En dicho contrato se pactó un pago inicial, en concepto de reserva, de 6.000 euros, un pago inicial de 17.548 euros a la firma del contrato, 30 pagos mensuales de 677 euros cada uno, y 131.322 euros que debían satisfacerse a la entrega de las llaves o mediante subrogación del adquirente en el préstamo bancario que la promotora había suscrito con una entidad de crédito. Así, se pactaba que “todas las cantidades entregadas a cuenta por los compradores serán avaladas por entidad financiera”, de conformidad a lo dispuesto en la Ley 57/1968.

Si bien tanto el primer como el segundo pago se hicieron en la cuenta que la promotora tenía abierta en la entidad de crédito, no consta que los restantes 30 pagos mensuales tuvieran como destino dicha cuenta de la promotora. No fue hasta el 27 de septiembre de 2010, cuando la entidad de crédito comunicó a la aseguradora la apertura de la citada cuenta a nombre de la promotora, especificándose que estaba “destinada a recibir las cantidades anticipadas por los compradores de las viviendas de la promoción”.

Siendo indiscutido que la obra no se terminó en la fecha pactada, el demandante-comprador reclamó la restitución de las cantidades que había entregado a cuenta, demandando como responsables solidarios a la entidad de crédito (con fundamento en el incumplimiento de su obligación legal de exigir las correspondientes garantías al promotor) y a la promotora (con base en el incumplimiento del plazo de entrega y el deber legal de garantizar la devolución de las cantidades anticipadas).
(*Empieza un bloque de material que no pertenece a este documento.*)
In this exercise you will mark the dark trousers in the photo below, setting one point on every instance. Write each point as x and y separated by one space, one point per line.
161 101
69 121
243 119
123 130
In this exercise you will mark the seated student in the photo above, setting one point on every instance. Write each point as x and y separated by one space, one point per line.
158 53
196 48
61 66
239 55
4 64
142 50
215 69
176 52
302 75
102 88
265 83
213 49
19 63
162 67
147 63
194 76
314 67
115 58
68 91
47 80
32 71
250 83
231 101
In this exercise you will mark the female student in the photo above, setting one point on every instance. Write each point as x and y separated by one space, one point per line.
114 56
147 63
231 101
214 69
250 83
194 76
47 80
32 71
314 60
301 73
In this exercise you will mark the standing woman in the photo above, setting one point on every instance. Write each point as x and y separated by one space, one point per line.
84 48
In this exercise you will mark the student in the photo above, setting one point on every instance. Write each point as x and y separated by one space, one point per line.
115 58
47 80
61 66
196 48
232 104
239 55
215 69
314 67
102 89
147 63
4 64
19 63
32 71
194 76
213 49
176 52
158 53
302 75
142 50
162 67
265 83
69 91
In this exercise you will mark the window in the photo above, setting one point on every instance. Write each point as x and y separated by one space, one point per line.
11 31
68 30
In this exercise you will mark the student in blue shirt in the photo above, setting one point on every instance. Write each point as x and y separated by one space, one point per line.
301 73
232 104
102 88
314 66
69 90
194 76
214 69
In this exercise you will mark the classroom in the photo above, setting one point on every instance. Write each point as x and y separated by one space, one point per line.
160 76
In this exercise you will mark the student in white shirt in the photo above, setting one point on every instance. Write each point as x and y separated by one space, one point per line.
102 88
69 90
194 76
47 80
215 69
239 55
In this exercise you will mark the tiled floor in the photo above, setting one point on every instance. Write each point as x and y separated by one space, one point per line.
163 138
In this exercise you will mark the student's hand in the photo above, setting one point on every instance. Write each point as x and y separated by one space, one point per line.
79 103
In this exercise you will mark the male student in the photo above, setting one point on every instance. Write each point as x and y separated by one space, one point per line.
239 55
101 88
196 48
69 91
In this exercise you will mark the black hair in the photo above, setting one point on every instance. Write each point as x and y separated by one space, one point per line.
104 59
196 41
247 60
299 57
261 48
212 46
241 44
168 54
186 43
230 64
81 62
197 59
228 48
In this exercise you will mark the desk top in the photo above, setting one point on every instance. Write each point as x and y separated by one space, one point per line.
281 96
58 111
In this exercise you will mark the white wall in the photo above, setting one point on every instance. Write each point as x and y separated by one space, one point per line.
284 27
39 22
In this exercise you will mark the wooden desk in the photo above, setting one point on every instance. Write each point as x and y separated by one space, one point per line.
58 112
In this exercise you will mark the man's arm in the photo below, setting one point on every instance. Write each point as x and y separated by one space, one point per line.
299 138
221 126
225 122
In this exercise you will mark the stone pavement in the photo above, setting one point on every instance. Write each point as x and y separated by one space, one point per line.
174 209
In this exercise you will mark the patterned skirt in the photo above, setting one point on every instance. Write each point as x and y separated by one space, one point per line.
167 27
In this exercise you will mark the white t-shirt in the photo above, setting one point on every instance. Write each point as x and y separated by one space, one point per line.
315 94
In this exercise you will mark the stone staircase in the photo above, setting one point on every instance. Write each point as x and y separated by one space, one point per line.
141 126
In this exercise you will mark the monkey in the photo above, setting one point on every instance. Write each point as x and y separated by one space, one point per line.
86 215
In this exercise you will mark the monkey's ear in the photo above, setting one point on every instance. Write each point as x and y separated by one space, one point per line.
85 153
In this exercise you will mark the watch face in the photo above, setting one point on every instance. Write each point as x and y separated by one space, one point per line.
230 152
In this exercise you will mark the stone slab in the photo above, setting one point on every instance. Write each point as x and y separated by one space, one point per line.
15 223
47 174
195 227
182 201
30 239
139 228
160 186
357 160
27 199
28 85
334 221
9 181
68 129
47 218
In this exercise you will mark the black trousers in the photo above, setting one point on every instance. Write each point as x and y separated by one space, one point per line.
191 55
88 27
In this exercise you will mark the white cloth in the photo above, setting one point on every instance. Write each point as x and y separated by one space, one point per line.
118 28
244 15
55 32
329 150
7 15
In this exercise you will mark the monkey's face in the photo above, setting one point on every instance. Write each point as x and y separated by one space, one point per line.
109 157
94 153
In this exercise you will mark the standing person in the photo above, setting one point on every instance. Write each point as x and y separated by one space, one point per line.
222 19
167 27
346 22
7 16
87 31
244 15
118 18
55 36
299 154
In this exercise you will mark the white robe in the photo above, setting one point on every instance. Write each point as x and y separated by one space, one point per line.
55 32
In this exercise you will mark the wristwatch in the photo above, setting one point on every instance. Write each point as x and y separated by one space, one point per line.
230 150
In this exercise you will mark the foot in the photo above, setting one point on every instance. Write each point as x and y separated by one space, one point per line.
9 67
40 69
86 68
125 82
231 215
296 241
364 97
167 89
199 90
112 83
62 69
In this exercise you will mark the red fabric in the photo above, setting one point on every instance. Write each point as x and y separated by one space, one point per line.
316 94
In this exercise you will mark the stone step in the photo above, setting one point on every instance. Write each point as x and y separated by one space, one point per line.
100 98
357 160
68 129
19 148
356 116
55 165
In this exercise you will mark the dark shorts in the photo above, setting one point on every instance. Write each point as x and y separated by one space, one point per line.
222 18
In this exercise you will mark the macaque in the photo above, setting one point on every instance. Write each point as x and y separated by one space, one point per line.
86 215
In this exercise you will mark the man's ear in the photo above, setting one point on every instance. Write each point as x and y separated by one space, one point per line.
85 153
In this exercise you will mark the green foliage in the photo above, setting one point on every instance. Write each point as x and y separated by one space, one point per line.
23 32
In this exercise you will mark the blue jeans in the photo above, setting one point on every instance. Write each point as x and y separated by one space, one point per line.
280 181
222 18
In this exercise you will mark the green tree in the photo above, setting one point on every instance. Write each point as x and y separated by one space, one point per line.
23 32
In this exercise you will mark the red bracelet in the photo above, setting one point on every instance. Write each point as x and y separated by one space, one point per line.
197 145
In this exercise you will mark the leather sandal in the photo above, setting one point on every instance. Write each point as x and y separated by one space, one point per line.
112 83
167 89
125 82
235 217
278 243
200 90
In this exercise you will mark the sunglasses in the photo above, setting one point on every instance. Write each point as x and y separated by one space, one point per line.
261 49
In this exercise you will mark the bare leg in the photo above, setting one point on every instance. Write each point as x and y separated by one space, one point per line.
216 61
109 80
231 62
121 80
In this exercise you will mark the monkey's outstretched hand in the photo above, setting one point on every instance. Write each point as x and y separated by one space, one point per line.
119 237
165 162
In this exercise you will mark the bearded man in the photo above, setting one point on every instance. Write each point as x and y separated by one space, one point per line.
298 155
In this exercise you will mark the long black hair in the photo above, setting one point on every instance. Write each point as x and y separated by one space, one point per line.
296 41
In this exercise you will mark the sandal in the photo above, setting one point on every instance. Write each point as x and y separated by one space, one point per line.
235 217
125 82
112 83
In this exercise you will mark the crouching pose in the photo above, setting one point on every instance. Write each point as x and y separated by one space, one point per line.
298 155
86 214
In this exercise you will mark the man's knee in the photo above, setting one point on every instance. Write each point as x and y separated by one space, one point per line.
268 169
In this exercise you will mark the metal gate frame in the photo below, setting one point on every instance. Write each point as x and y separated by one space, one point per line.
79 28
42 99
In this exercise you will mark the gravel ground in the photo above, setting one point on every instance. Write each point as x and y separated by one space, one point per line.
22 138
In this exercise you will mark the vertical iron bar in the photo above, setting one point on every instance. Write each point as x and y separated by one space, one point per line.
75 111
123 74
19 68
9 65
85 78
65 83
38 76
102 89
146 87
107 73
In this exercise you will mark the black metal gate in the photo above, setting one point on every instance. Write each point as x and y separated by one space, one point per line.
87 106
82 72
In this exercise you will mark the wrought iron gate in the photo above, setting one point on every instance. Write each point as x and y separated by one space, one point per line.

La Sala Primera del TS comienza recordando que el artículo 1-2ª de la Ley 57/1968 establece una responsabilidad legal específica de las entidades de crédito cuando perciban ingresos de los compradores en una cuenta de un promotor, cuando cumplan con la obligación de abrir una cuenta especial y hubieran concedido la correspondiente garantía sobre las cantidades entregadas a cuenta. En caso de que no cumplieran ambos requisitos, las entidades de crédito respondería frente a los compradores por el total de las cantidades anticipadas e ingresadas en la cuenta o cuentas que el promotor tenga abierta en dicha entidad.

Respecto a las pólizas colectivas de seguro o aval, el TS argumenta que la obligación de la entidad de crédito se cumple con la referida comunicación a la aseguradora siendo irrelevante, para la entidad de crédito, la omisión del deber de emitir certificados individuales a favor de los compradores por parte del promotor.

Finalmente, el TS aduce que la sentencia recurrida adolecía de un error argumental al haber entendido que la “oferta de seguro de caución-afianzamiento colectivo” no era más que una mera oferta, lo que implicaría que la entidad de crédito no habría cumplido con sus obligaciones legales, cuando en realidad, tal y como señala la Sala Primera, era un verdadero contrato de seguro entre el promotor y la aseguradora, y que por ende garantizaba las cantidades entregadas a cuenta por los compradores.

Sentando lo anterior, y dado que la entidad de crédito abrió la cuenta especial legamente exigida para el ingreso de las cantidades anticipadas por los compradores, que esta cuenta estaba garantizada mediante una póliza colectiva de afianzamiento y que la entidad de crédito comunicó a la aseguradora la apertura de la cuenta especial, el TS concluye que la entidad de crédito no incurrió en ninguna responsabilidad al cumplir con las obligaciones legales impuestas por la Ley 57/1968.